Im Unterland musste ab 1801 häufig der Arzt Gebhard Schädler (der erste sicher akademisch ausgebildete Mediziner in Liechtenstein) Geburtshilfe leisten, wofür er als «Hebarzt» verspottet wurde. Die Erfahrung Schädlers im Assistieren bei Geburten sollte aber die Grundlage für die Lösung des jahrzehntelang schwelenden Problems mit den fehlenden Hebammen bilden. Eine der ersten Amtshandlungen des neuen Landvogts Joseph Schuppler im Jahr 1808 war die Ernennung Schädlers zum Landesphysikus. Zu dessen Pflichten zählte, dass er in Zukunft «für jede Gemeinde eine Hebamme zum Beistand der Gebährenden abrichte», also die Hebammenausbildung übernehme. Sein Sohn Karl Schädler führte diese Aufgabe später fort.

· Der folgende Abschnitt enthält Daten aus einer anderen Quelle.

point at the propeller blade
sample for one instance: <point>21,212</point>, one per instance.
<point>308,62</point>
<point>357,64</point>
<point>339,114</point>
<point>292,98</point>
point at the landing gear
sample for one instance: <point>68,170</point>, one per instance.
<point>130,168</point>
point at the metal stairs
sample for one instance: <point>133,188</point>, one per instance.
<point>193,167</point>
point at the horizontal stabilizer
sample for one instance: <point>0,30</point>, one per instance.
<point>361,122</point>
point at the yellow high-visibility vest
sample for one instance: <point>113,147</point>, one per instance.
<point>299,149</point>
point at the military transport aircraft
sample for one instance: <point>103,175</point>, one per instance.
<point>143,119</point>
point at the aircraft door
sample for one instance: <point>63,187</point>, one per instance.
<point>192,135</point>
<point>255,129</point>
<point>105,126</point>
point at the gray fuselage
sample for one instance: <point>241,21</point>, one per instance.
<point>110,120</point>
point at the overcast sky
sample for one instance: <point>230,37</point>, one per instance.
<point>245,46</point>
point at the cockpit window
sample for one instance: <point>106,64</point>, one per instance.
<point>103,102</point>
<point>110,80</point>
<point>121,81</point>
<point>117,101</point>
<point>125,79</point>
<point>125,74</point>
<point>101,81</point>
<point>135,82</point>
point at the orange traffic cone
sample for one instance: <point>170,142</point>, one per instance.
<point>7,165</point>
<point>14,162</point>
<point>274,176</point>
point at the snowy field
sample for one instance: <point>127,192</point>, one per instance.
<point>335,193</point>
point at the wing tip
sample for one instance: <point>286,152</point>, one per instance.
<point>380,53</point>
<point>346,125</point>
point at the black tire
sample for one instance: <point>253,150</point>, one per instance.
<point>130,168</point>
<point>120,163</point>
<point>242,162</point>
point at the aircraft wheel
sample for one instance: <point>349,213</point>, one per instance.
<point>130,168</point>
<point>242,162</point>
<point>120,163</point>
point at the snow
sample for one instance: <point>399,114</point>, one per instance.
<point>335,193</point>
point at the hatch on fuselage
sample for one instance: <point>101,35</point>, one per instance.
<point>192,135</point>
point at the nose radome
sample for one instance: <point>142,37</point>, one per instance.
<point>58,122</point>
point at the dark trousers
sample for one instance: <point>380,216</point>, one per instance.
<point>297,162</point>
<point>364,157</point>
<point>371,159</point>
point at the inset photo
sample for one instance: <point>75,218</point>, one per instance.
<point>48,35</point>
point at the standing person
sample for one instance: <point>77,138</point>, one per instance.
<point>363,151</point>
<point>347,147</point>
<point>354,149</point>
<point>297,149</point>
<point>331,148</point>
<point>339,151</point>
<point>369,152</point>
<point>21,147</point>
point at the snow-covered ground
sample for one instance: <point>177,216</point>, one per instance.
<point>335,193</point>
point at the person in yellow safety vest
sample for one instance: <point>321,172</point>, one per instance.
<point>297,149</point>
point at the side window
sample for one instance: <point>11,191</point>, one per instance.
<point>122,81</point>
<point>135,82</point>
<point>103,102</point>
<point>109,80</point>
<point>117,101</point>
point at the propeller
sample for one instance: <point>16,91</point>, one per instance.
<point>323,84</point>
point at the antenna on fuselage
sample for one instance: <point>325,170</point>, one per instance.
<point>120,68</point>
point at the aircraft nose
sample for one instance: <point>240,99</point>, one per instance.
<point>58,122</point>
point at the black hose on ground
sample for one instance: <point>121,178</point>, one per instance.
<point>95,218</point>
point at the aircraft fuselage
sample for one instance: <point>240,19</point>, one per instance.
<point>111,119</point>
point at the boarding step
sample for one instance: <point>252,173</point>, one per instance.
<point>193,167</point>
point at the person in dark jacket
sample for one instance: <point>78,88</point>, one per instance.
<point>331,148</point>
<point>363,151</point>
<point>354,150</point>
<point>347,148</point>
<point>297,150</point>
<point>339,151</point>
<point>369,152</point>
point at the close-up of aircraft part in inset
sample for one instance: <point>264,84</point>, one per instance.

1873 wurde in Liechtenstein eine Hebammenordnung geschaffen, die vorschrieb, nur mehr an öffentlichen Lehranstalten unterrichtete Geburtshelferinnen anzustellen. Zürich und Innsbruck wurden so zu wichtigen Ausbildungsstätten für liechtensteinische Hebammen. Nicht nur der Trend der zunehmenden Ausbildungserfordernisse nahm bei allen medizinischen Vorteilen den im Hebammenwesen tätigen Frauen immer mehr die Autonomie: Mit der Hospitalisierung der Geburt im 20. Jahrhundert verloren sie nach und nach ihre Unabhängigkeit und wurden zu einer Hilfskraft der verantwortlichen (vornehmlich männlichen) Ärzte. Liechtenstein erlebte diese Entwicklung langsamer und mit einem Zwischenschritt. Seit den 1920er-Jahren wurden in den Bürgerheimen sogenannte Geburtenstationen eigerichtet, die jedoch von den Hebammen selbstständig geleitet wurden. Erst beginnend ab Mitte des 20. Jahrhunderts und endgültig in den 1970er-Jahren erfolgte der Übergang zur Spitalgeburt. Auch wenn es gegenläufige Tendenzen zu dieser Entwicklung gab und gibt, wie etwa selbstständige Hebammen, Hausgeburten oder Geburtshäuser, konnte erst so die politische Frage entstehen, in welchem Spital Kinder eigentlich geboren werden sollten.